Lavan Sands (Traeth Lafan) is an intertidal sandbank found in the Menai Strait between Bangor, Gwynedd and Llanfairfechan, Wales. Totally underwater at high tide, at extreme low tides it measures 5.5 mi east-west and 3.25 mi north-south. At the western end is found another sandbank Bangor Flats and just north is the sandbank Dutchman's Bank (Banc Yr Hen Wyddeles). At low tide the Lavan Sands make the narrowest part of the Menai Strait, at Beaumaris, a mere 237 m.

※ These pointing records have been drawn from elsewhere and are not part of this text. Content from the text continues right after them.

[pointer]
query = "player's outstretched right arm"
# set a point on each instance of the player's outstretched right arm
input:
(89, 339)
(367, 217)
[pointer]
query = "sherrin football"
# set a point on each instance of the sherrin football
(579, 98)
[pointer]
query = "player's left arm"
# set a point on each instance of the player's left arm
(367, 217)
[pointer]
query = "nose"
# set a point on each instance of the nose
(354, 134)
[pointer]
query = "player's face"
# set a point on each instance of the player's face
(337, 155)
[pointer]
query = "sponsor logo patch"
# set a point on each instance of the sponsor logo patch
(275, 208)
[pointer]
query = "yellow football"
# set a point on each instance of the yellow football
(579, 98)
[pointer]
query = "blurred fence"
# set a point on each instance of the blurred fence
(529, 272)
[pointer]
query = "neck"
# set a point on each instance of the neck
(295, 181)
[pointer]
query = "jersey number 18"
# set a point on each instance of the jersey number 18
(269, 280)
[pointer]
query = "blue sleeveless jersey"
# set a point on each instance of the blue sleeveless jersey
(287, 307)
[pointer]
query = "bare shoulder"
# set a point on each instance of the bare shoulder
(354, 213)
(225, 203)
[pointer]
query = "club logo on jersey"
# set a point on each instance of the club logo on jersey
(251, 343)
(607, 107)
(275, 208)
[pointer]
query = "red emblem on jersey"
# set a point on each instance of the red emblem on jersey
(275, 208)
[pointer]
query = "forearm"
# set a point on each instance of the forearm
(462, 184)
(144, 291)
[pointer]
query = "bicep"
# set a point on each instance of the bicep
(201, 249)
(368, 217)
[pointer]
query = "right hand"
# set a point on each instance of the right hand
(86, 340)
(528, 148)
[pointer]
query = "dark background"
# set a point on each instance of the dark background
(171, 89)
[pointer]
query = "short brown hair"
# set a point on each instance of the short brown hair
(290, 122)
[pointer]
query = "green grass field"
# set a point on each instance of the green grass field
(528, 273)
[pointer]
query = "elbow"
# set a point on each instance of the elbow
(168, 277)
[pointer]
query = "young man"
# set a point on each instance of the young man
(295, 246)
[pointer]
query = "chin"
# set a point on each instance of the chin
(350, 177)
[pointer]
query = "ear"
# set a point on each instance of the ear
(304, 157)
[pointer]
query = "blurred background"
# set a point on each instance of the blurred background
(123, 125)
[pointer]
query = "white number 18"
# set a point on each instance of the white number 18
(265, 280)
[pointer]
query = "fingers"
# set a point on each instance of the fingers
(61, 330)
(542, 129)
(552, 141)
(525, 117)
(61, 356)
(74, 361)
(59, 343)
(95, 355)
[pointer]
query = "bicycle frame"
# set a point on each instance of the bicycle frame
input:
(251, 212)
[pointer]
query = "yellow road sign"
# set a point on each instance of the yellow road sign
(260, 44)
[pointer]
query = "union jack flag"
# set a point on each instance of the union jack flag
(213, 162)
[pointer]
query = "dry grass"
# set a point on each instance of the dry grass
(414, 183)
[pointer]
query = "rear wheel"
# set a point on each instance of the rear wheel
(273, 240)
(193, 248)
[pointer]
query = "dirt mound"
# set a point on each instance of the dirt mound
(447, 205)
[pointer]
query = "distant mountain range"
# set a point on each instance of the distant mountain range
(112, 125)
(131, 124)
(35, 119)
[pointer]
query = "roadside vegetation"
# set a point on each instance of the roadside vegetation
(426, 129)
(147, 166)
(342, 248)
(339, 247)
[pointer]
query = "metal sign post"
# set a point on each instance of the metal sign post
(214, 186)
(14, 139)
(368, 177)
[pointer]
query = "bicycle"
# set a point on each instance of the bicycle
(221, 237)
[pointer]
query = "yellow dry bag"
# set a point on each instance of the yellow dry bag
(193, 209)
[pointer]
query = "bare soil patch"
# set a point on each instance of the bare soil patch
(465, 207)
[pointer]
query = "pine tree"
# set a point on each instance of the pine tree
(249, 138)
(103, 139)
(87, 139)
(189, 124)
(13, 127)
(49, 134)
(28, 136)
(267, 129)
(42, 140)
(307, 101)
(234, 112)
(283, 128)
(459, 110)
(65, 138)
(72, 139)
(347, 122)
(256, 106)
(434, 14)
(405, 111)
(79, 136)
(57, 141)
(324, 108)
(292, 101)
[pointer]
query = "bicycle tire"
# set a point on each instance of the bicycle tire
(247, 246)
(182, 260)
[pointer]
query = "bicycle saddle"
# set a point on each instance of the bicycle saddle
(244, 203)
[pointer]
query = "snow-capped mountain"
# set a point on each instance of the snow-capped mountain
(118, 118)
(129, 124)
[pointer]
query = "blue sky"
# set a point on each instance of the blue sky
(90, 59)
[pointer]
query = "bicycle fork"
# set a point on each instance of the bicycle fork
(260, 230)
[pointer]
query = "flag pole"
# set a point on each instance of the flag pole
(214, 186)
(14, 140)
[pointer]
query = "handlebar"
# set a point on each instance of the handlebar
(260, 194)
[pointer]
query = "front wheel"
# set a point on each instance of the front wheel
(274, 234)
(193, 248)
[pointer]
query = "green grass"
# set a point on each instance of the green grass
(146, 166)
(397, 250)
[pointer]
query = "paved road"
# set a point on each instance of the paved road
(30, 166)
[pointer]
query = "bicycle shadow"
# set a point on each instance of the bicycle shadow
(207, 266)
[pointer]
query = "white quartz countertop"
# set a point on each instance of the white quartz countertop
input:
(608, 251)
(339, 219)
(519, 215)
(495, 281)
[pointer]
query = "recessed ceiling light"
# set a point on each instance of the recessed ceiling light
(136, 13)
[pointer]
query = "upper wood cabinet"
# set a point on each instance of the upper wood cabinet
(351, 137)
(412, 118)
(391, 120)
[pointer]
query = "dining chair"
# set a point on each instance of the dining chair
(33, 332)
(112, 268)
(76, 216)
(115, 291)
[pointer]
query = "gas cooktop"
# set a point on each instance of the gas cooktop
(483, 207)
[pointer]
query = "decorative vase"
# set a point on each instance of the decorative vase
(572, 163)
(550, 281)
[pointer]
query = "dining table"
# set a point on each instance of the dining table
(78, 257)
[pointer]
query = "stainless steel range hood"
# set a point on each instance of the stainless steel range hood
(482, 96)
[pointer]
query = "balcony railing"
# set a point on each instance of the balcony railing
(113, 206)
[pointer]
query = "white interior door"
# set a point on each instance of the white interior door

The area is designated as an SSSI due in part to the large numbers of Eurasian oystercatchers that migrate there due to the freshwater streams that flow across it.

Historians have speculated that the sands might have been the launch site of the first Roman assault on Anglesey led by Gaius Suetonius Paulinus in 60AD. What is certain is that they were used as a point of departure for the ferries between the mainland and the island until the Menai Suspension Bridge was completed in 1826. Due to the busy shipping lanes in and out of Liverpool, the Sands and Dutchman's Bank have been the location of several shipwrecks over the years involving vessels that have gone off course or have been looking for shelter from the Irish Sea. One of the best known is that of the Rothsay Castle on 18 August 1831 in which 130 people died. The disaster led to the establishment of a lifeboat station at Penmon and to the completion of Trwyn Du Lighthouse in 1837.

From the mainland the Sands are extensively viewable from both the Wales Coast Path and the North Wales Coast Line railway. From Anglesey the best views are from Beaumaris and the Anglesey Coastal Path.